Alle Banken betroffen?
Demnach empfiehlt der Ethikrat des Fonds diesen Schritt. Der letztliche Entscheid liege aber bei der Norwegischen Zentralbank, die dem Finanzministerium unterstehe, schrieb das Blatt am heutigen Samstag.
Cecilie Hellestveit, Mitglied in dem Ethikrat, erklärte gegenüber der Zeitung, bei der Überprüfung gehe es nur um einzelne wenige Banken in Israel, die genau in diesem Segment tätig seien.
In Israel fürchtet man jedoch, dass in der Folge alle israelischen Banken betroffen sein könnten, weil es diesen gesetzlich verboten ist, Kreditanfragen aus politischen Gründen abzulehnen. So könnten Kreditvergaben für den Siedlungsbau nicht grundsätzlich ausgeschlossen werden, hiess es.
Besorgnis in der Politik
Norwegens Staatsfonds ist mit einer Gesamtsumme von mehr als 500 Millionen US-Dollar einer der grössten europäischen Investoren in Israel.
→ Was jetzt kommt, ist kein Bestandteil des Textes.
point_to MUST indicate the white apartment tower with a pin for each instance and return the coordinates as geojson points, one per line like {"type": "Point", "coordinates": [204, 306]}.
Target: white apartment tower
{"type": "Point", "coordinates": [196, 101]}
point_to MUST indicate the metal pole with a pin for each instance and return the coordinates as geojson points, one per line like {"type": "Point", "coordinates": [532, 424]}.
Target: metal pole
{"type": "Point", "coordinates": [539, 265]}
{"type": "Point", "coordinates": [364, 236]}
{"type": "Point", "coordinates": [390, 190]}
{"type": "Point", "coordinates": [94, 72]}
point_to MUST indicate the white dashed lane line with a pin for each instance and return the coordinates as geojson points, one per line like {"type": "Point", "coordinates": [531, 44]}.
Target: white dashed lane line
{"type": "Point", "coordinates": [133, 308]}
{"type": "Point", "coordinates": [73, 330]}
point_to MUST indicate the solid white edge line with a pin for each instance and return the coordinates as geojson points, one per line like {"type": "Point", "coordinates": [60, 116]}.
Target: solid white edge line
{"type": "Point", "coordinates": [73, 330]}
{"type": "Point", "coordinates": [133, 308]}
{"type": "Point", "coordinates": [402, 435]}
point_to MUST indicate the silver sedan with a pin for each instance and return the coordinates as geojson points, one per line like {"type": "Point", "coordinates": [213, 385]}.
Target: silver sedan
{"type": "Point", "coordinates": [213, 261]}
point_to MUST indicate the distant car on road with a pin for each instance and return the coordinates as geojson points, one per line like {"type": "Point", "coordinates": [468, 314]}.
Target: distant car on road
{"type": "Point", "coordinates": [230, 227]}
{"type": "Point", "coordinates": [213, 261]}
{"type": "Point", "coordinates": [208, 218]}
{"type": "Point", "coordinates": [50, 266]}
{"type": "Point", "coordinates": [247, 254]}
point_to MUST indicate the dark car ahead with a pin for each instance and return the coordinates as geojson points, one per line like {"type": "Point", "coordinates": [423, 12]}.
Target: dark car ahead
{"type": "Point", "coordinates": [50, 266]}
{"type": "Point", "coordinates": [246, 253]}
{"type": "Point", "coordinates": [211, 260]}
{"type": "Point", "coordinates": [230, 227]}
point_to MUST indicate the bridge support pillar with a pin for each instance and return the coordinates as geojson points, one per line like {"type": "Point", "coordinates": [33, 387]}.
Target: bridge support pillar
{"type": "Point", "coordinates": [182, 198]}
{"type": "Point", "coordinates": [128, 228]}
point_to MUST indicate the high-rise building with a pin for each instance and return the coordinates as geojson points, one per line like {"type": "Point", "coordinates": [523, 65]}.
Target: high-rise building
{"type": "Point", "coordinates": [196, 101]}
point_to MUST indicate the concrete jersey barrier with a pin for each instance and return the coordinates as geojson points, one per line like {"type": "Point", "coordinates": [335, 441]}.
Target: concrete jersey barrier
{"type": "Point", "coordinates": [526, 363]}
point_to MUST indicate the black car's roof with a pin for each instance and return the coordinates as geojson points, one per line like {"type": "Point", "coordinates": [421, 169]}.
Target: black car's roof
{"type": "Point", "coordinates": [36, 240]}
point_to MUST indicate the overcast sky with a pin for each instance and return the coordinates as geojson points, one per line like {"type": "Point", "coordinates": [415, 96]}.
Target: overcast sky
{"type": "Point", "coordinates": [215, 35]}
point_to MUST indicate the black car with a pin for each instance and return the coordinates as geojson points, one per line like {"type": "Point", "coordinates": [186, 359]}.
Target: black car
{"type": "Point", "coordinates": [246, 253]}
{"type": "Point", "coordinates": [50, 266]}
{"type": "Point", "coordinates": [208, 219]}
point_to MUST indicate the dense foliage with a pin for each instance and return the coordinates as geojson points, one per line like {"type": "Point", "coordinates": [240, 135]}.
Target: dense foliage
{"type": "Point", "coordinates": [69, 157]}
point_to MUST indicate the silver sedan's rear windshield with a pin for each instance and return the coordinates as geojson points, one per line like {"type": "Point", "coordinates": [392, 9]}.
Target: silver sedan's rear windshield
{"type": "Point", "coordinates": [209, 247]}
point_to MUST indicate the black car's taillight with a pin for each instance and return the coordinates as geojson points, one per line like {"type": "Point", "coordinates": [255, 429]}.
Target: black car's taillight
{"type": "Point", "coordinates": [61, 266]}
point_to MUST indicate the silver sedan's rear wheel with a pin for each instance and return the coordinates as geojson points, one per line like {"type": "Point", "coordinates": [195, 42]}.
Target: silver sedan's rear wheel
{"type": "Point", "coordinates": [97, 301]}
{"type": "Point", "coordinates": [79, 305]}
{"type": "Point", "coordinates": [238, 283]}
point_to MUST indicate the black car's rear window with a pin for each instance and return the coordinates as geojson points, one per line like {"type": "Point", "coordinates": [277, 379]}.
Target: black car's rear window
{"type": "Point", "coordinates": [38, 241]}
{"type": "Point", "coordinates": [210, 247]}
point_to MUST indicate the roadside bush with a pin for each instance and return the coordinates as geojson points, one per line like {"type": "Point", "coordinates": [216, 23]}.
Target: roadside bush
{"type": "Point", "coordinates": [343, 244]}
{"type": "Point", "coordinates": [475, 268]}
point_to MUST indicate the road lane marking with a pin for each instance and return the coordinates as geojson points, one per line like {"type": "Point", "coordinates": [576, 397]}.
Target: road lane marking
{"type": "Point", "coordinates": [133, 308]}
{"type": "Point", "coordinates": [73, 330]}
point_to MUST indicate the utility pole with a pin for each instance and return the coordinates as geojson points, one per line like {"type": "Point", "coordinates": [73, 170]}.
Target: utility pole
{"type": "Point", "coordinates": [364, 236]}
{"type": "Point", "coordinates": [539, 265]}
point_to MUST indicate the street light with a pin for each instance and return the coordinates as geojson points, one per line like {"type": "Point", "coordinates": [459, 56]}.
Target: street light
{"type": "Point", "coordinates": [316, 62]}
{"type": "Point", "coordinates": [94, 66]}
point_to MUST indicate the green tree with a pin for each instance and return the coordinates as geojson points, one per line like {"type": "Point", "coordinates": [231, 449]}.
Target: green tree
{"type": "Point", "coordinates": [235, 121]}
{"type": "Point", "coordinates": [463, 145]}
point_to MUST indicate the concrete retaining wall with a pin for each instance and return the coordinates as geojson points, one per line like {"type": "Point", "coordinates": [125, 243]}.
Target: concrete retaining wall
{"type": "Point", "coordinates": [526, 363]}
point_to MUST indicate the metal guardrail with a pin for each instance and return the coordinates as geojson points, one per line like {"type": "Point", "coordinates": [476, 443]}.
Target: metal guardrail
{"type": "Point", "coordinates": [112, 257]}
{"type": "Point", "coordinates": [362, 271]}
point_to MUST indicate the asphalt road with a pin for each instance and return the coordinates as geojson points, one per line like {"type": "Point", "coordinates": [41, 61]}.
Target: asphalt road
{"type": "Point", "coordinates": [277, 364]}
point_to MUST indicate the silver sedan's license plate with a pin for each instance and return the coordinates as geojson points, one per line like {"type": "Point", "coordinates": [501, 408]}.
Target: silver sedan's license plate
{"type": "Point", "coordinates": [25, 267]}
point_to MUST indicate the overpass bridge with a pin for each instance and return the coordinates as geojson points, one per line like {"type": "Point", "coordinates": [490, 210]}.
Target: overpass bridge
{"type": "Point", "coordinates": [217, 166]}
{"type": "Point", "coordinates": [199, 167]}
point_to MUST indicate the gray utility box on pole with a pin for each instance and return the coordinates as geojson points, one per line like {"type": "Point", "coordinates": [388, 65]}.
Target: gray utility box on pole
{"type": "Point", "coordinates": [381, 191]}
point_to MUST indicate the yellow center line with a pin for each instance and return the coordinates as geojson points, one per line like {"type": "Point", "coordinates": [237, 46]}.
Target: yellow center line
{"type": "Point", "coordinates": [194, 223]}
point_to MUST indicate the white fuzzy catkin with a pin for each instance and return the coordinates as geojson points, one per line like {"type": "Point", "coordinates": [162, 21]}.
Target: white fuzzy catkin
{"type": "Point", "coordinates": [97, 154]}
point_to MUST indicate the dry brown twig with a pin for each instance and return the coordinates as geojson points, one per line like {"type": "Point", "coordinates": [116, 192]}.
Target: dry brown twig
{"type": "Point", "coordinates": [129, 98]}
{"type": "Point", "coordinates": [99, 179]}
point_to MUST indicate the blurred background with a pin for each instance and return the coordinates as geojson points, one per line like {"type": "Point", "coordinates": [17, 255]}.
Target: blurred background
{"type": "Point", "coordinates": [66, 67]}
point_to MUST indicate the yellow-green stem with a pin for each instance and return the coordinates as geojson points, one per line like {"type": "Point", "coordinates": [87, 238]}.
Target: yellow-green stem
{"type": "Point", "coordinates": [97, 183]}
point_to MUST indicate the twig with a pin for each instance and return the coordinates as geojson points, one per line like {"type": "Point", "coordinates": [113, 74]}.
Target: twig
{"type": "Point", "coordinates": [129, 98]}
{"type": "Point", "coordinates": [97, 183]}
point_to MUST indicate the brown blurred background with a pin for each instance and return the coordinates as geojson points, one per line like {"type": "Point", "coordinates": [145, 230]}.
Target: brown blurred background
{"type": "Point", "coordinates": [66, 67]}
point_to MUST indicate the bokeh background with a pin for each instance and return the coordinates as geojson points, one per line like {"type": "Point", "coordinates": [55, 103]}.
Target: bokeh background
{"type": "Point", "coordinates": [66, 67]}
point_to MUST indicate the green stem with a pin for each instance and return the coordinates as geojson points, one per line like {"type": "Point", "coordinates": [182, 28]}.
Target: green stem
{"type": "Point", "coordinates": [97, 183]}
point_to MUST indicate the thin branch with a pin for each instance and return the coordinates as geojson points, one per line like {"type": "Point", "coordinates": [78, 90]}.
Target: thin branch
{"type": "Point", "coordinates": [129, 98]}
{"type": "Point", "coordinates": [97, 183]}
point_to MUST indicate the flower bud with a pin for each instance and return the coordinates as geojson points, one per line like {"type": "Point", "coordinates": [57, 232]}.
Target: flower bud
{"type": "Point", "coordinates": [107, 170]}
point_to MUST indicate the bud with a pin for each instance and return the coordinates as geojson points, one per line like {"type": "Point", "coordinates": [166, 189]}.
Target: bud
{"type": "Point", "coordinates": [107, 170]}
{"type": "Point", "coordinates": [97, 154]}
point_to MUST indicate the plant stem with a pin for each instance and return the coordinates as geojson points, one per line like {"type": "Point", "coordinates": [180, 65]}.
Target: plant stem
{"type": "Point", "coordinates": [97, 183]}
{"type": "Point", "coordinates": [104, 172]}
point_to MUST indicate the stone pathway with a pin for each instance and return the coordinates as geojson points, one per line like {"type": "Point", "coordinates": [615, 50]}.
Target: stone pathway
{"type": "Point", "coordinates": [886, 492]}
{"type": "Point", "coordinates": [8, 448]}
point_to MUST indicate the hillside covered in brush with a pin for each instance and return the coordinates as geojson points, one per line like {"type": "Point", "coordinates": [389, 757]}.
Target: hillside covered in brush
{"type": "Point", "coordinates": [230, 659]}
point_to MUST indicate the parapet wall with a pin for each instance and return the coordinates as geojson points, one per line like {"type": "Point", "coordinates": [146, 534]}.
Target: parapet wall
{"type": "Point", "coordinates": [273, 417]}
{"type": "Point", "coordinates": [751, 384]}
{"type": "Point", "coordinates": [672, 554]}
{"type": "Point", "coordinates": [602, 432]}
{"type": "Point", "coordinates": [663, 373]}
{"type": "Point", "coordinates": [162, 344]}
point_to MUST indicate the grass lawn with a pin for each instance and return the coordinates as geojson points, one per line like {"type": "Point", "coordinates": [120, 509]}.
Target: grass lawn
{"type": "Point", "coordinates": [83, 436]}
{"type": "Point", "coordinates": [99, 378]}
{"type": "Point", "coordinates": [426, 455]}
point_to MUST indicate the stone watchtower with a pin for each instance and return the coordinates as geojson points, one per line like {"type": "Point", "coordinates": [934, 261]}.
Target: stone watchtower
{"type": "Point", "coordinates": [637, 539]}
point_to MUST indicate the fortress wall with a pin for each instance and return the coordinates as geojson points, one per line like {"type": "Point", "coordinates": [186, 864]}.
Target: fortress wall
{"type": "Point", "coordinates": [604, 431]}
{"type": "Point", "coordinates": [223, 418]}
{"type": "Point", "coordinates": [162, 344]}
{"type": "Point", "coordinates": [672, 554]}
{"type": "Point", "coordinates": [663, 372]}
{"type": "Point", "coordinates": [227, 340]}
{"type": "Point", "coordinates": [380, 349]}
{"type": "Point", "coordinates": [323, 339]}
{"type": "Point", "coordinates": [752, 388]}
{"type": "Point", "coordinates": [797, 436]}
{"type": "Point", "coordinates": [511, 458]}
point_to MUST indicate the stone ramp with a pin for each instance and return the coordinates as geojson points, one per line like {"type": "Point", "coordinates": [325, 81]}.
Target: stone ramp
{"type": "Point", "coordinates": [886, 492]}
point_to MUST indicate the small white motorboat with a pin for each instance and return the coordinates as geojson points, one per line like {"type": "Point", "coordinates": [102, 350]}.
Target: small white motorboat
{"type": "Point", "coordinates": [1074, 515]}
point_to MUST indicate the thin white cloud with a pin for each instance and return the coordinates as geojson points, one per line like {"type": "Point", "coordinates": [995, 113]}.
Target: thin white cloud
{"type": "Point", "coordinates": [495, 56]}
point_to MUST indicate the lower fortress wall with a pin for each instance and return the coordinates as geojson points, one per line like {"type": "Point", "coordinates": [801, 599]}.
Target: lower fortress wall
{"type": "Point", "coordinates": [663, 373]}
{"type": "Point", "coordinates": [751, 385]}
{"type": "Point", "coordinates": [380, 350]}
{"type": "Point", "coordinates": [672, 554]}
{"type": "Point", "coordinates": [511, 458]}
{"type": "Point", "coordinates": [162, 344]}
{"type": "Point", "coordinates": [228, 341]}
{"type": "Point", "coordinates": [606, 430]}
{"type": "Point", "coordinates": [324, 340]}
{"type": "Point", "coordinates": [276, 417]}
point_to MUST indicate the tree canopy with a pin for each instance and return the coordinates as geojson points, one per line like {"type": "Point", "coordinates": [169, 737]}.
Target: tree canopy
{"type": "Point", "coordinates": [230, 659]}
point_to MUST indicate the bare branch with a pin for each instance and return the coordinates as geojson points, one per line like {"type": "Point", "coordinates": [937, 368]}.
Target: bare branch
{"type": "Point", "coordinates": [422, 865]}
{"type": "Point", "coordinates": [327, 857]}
Das israelische Aussenministerium erklärte auf Anfrage der deutschen Zeitung: «Dies ist eine besorgniserregende Angelegenheit, die wir mit aller Ernsthaftigkeit behandeln, während wir uns mit allen relevanten Regierungsstellen abstimmen.»
Die Schweizer Banken in der Region stehen nun vor schwierigen Entscheiden. «Erst kommt das Fressen, dann kommt die Moral», hatte schon Bertolt Brecht in seiner «Dreigroschenoper» das Problem knallhart umschrieben.
Grossbanken voran
Sollen die Schweizer Kreditinstitute in die Lücke bei der Finanzierung in Israel springen oder sollen sie sich der politischen Hauptmeinung der Weltgemeinschaft anschliessen und nicht zum Siedlungsbau in den besetzten Palästinensergebieten beitragen?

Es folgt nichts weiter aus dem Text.